Introduction
Incedo LighthouseTM began as an experimental proof-of-concept (PoC) to validate the capability of using AI to automate problem discovery and insight generation through KPI Trees. Over time, it evolved into a robust, multi-tenant SaaS platform deployed on AWS, enabling enterprise customers to discover problems through AI-powered analytics.
This blog outlines the technical and strategic journey of transforming Incedo LighthouseTM from an early prototype into a production-grade SaaS platform. It also highlights key AWS services leveraged, architectural decisions made, and lessons learned along the way.
Phase 1: Business Planning & Strategy
At inception, Incedo LighthouseTM was designed to answer a common pain point: how can large organizations (enterprises with 1000+ employees) discover problems in their business without manual data analysis?
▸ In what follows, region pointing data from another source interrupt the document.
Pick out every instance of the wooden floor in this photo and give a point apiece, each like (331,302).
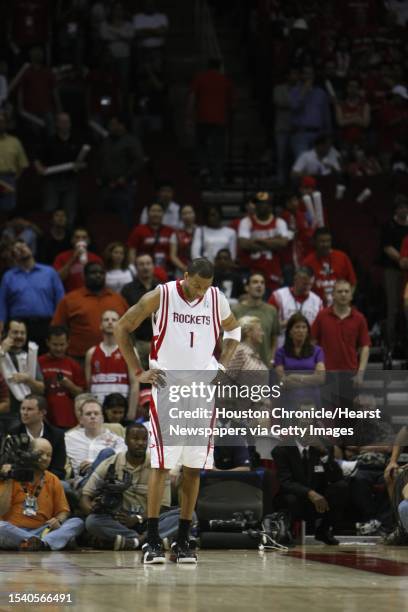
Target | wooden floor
(313,578)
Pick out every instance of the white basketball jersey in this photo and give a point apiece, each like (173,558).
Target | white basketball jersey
(288,305)
(185,333)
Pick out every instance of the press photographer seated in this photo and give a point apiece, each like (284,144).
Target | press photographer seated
(116,520)
(35,515)
(310,489)
(20,369)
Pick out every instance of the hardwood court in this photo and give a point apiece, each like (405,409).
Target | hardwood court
(353,578)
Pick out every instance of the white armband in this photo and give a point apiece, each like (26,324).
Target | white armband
(234,334)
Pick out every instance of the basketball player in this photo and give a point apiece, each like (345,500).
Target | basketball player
(187,318)
(105,369)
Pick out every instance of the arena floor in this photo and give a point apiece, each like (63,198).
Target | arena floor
(353,578)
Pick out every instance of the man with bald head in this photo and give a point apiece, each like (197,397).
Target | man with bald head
(61,189)
(35,515)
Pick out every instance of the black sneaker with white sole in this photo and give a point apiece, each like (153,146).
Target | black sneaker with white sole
(182,553)
(153,553)
(122,543)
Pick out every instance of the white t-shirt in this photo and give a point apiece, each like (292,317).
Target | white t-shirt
(208,241)
(117,279)
(81,448)
(171,216)
(141,21)
(118,38)
(309,163)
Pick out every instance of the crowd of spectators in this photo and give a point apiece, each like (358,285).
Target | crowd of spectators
(335,70)
(62,377)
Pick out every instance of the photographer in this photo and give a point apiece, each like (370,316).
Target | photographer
(33,411)
(35,515)
(122,528)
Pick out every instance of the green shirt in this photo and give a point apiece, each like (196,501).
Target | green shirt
(268,315)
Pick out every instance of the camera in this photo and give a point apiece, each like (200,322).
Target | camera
(109,500)
(240,522)
(15,450)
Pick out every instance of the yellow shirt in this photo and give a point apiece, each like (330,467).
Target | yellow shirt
(13,159)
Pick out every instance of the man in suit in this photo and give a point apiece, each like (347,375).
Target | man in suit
(309,489)
(33,410)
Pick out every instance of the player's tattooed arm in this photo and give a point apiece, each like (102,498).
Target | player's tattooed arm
(130,321)
(229,345)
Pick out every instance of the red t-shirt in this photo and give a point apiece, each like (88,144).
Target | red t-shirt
(329,269)
(301,245)
(214,93)
(267,262)
(38,85)
(61,411)
(340,339)
(75,278)
(156,243)
(352,111)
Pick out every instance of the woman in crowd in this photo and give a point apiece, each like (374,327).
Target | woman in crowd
(118,270)
(115,408)
(180,241)
(213,236)
(299,364)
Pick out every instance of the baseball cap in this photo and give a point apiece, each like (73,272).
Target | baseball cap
(308,181)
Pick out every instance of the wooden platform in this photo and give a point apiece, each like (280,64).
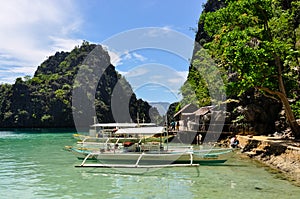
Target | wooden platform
(135,166)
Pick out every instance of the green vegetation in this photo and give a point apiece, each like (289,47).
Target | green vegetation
(45,100)
(257,42)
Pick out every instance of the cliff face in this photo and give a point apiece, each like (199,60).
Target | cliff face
(45,100)
(251,112)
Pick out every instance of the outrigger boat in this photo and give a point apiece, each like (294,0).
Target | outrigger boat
(143,154)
We started by identifying our target personas:
- Business users who need quick insights (which can be read in less than 2 mins) into operational breakdowns
- C-Level officers who need quick insights into business
- Data analysts who need to trace anomalies to their root cause
- Data engineers who require consistent data pipelines and model performance
We aligned our product goals to AWS’s SaaS Journey Framework, ensuring we had a strong foundation:
- Define measurable KPIs called metrics
- Identify filters, cohorts
- Identify compliance and isolation requirements for multi-tenancy
Phase 2: MVP Development & Early Architecture
The MVP was built using a monolithic backend and basic Python data pipelines. Key capabilities included:
- Reading and transforming XL, CSV files and other data sources
- Validating schemas and generating KPI Trees
- Returning insights via an API consumed by a React Frontend
The architecture included:
- React: For Frontend
- Spring Boot API: REST endpoints for fetching data from database tables
- Python Layer: Data Science Batch jobs using Pandas which will generate insights and perform machine learning tasks.
- PostgreSQL: Central data store
Although functional, this approach could not handle the volume, variety, and concurrency of real-world production scenarios (processing 0.5M+ records per hour). Limitations around memory, CPU constraints, and slow batch execution became apparent.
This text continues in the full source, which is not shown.